Everytime I've got drunk at a party I've made a fool of myself, the guilt/embarrasment I feel the next day is unbearable, and I'm always the quickest to get drunk at the party. I don't get it really, I go to parties to have a good time and drink alot, but when I'm there people seem to not drink as much as they say they do or they don't want to drink with me.


----------



## T-Bone (Oct 1, 2010)

The Professor said:


> Obviously I am a "very shy" person in other's people eye's. Last night I went to a party and drank more than I usually do (probably 12-13 drinks in 4 hours). I was pretty anxiety-free but also pretty bold/possibly stupid. All these people that I "know" from campus (but they don't really know me because I never show them personality) I was interacting with in a very talkative, more aggressive, and maybe stupid manner. I was even hugging a lot of girls and getting really close face to face with them.
> 
> Now it's the next day and I am embarrassed and I will be embarrassed whenever I see these girls next (sober). It would be nice to think they were really drunk too, but idk.
> 
> ...


i think people expect you to act out in a manner that you would not have sober. thats what drinking is all about really. most people pay no mind to this and are probably cool with it. hell you were hugging on girls thats awesome. i had my pants fall down onetime when i was drunk lol. now the real embarassing thing would be to get a DUI while drinking and driving. thats not good for you, or your family. so avoid that.


----------



## nervousontheinside (Aug 26, 2013)

Hi,
last night I started with a tequila shot, didn't really plan a night out though ended up drinking too much and embarrassed about a call i made. I mean this girl will probably not talk to me ever again. 
What is really bothering me is the flash backs that come and go from time to time really do cause distress in me and everything gets troublesome.

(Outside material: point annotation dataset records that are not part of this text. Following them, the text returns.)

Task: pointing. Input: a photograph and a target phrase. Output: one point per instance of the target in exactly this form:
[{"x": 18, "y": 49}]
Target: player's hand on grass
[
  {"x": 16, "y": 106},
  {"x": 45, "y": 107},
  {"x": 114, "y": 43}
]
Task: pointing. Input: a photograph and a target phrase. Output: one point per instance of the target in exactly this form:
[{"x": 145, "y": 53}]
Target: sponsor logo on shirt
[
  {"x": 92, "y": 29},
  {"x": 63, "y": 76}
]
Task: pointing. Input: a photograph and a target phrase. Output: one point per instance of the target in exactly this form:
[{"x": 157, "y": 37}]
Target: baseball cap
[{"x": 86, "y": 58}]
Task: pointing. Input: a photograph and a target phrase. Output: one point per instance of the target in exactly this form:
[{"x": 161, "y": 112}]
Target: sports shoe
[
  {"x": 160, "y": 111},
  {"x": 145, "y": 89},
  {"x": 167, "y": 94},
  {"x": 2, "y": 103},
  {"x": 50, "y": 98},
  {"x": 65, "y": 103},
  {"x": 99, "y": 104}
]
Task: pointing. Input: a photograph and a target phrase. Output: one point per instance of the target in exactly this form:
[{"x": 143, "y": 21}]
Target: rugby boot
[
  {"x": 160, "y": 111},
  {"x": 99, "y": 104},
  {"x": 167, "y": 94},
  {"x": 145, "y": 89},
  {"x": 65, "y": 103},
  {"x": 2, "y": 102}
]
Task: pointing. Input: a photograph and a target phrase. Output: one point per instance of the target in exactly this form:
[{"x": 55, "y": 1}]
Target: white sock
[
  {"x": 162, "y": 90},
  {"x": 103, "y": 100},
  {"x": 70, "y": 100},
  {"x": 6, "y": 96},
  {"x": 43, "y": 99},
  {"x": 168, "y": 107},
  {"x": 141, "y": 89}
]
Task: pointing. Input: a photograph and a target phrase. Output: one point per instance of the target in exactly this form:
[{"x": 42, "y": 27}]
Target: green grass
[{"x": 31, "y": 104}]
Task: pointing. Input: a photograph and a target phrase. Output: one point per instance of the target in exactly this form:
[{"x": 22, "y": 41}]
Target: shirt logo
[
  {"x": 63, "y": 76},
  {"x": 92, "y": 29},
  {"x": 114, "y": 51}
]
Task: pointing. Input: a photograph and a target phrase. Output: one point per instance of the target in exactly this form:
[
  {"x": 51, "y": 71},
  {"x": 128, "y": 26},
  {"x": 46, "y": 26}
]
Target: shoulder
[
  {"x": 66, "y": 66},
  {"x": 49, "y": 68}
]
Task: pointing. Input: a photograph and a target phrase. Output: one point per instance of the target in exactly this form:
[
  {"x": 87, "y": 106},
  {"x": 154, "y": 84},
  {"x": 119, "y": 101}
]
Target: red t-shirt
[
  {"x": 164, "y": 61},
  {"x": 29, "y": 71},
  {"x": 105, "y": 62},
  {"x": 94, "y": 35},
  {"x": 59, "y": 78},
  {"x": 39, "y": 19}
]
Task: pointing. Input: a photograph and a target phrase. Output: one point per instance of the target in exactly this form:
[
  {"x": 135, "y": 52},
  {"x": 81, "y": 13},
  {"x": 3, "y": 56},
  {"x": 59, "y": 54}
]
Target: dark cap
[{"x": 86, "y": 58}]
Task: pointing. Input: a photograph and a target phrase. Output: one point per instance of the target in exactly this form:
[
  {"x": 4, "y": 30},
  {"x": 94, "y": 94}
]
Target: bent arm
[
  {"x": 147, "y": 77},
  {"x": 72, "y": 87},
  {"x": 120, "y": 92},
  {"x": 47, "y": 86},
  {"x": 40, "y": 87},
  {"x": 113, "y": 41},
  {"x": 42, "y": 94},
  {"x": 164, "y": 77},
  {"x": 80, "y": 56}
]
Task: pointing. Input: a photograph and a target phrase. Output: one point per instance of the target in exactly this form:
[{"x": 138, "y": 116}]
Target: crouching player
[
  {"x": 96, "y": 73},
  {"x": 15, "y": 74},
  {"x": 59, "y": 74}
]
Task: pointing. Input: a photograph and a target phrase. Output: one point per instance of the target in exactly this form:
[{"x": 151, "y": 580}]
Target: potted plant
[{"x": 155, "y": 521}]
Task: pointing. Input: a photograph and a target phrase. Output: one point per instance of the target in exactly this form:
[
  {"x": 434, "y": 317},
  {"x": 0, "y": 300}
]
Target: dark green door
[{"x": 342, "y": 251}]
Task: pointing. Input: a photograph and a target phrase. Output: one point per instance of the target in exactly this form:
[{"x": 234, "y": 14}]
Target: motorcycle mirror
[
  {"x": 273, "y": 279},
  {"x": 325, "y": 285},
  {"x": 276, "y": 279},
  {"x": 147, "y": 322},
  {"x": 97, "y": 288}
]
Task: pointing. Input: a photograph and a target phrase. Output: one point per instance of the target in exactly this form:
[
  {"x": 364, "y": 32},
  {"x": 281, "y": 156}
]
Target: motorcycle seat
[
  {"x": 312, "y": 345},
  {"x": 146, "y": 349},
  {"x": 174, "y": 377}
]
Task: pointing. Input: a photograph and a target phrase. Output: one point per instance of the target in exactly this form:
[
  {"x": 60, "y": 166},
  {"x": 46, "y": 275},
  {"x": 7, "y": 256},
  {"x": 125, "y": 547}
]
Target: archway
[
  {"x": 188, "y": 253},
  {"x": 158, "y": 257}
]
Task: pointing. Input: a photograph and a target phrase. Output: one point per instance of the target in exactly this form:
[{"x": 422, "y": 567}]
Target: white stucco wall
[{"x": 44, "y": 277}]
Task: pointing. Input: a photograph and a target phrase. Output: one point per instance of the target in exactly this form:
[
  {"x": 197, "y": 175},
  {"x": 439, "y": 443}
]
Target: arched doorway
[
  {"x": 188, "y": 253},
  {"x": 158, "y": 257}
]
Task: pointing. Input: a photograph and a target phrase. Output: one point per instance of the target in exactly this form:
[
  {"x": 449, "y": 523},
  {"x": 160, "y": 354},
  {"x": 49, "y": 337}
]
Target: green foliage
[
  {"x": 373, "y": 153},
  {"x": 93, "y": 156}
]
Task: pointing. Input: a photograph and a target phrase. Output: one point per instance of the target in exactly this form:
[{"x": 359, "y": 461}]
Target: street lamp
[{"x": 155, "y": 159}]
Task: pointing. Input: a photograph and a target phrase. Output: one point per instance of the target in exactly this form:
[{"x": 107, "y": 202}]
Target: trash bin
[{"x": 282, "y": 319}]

I tried laughing it off and not really caring about it, i was drunk! Now i'm going to be in that state of mind to avoid the stupid anxiety, embarrassment and the other side effects of alcohol.


----------



## pete24 (Oct 13, 2010)

Im in the same situation quite often.

I dont have friends so my time of getting drunk is in club's on my own or at home alone. I talk crap to bouncers, try chatting up women im never going to have a chance with, spoke to people I cant stand, or even chat to random people and make up how great and well i'm doing.

On the other end of the spectrum is being annoyed at innocent people enjoying a drink with friends because I was rejected, having a go at someone or trying major rant statuses on facebook, dumped girlfriends because at 2am when I phoned them they said I was drunk, sending a joke about bacon to the police.

It's hard to just shake some of them things off and laugh about them


----------